Em 5 de outubro de 2009 a Academia realizou em Santiago de Compostela o I Seminário de Lexicologia, com a participação dos académicos portugueses Adriano Moreira, Artur Anselmo e Malaca Casteleiro (da ACL), Maria de Lourdes Crispim e Maria Francisca Xavier (Universidade Nova de Lisboa), galegos (Álvaro Iriarte Sanromán, Isaac Estraviz e Martinho Montero Santalha) e o brasileiro Evanildo Cavalcante Bechara.
O Seminário de Lexicologia é um lugar de encontro que marca desenvolvimentos futuros num ambiente de cooperação e unidade. Foi neste evento que o professor Malaca Casteleiro apresentou o Vocabulário Ortográfico da Língua Portuguesa da Porto Editora, que integra o contributo lexical galego, mais de 800 palavras comuns na Galiza. Nessa altura, o professor Evanildo Bechara anunciou a inclusão, na próxima edição do Vocabulário da ABL, do contributo lexical da Galiza. Por sua vez, o académico Artur Anselmo, Presidente do Instituto de Lexicologia e Lexicografia da Academia das Ciências de Lisboa, comunicou que a terceira edição do Vocabulário da ACL incluirá também o léxico galego.

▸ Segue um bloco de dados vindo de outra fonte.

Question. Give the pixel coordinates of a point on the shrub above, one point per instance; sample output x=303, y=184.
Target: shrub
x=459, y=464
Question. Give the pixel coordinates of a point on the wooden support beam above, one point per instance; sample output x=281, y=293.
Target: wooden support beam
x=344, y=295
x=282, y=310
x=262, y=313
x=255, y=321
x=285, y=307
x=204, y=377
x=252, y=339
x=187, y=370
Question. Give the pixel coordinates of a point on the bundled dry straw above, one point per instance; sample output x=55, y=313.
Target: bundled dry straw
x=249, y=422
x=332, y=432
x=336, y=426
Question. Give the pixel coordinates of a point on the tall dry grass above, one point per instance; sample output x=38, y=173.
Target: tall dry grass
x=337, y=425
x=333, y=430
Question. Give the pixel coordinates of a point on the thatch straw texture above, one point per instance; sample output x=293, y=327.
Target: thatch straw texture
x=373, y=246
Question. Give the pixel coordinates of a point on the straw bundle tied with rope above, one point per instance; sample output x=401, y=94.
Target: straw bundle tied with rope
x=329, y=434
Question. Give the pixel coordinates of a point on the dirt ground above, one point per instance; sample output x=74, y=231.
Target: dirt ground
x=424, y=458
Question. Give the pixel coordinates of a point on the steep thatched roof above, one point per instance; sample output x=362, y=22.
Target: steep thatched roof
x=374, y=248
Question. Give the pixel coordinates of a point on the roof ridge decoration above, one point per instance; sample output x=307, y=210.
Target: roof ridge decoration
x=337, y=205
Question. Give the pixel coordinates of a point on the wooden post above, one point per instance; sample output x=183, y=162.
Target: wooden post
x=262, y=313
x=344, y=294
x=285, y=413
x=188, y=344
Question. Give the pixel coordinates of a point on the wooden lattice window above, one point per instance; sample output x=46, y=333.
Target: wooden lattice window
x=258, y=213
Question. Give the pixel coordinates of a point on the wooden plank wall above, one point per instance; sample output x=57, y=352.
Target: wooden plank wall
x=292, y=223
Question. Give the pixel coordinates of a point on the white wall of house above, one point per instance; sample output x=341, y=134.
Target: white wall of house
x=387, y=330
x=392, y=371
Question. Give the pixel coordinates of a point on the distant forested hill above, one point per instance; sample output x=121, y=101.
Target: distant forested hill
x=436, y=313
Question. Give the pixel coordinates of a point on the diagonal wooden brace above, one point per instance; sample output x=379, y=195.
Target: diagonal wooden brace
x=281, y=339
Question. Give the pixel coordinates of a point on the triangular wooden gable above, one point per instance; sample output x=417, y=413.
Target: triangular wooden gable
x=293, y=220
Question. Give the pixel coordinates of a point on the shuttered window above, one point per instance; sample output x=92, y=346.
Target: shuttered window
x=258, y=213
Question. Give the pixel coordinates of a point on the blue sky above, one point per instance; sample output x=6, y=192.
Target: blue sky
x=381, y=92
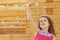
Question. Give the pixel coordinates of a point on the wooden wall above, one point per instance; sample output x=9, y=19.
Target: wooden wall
x=50, y=8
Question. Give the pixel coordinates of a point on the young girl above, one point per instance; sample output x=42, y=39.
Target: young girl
x=45, y=30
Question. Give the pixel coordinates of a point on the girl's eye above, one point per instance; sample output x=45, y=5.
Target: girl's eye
x=41, y=21
x=44, y=20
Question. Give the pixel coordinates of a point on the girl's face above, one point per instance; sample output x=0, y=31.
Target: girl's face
x=44, y=22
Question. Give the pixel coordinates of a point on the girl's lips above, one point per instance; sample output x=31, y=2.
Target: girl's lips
x=42, y=24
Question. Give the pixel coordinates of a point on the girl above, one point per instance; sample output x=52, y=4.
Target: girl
x=45, y=30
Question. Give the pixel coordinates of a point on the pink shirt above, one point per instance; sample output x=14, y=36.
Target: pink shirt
x=42, y=37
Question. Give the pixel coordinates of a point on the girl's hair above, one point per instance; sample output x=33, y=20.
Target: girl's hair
x=50, y=29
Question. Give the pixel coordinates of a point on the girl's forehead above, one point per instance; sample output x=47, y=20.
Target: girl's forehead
x=43, y=18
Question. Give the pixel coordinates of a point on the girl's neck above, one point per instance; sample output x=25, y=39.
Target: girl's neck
x=45, y=30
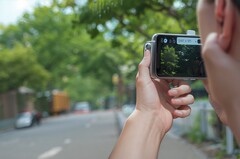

No breve espaço de vida da nossa instituição, assinamos em abril de 2009 um protocolo de Colaboração com os Colóquios Açorianos da Lusofonia, que acolheu e promoveu no seu seio o nascimento da nossa Academia, com a Sociedade de Geografia de Lisboa, e com a Universidade Aberta de Lisboa. Em aplicação do Acordo com esta última entidade, assinado em 5 de outubro de 2009, a UAb abrirá, durante este ano, o seu primeiro Centro Local de Aprendizagem fora de Portugal, na Galiza. A AGLP vai assinar também, em breve, um protocolo com o Real Gabinete Português de Leitura, com a Comissão Interpaíses Brasil-Portugal e Países de Língua Oficial Portuguesa, com a Associação Brasileira de Linguística, e com o Instituto Histórico e Geográfico Brasileiro.
Cabe indicar também que a Academia criou, em janeiro de 2009, uma Delegação no Brasil, sob a responsabilidade do professor Joám Evans Pim. O seu trabalho se verá continuado pelo Instituto Cultural Brasil-Galiza, criado sob os auspícios da AGLP, e que será lançado publicamente no dia 31 de março, em Florianópolis.
Exmas. Senhoras, Exmos. senhores: Vimos à Academia Brasileira de Letras com a maior vontade de colaboração. Na ocasião, apresento o terceiro número do Boletim da nossa academia, e a edição dos Cantares Galegos de Rosalia de Castro, adaptado ao Acordo Ortográfico, que constitui o primeiro volume da nossa Coleção de Clássicos da Galiza.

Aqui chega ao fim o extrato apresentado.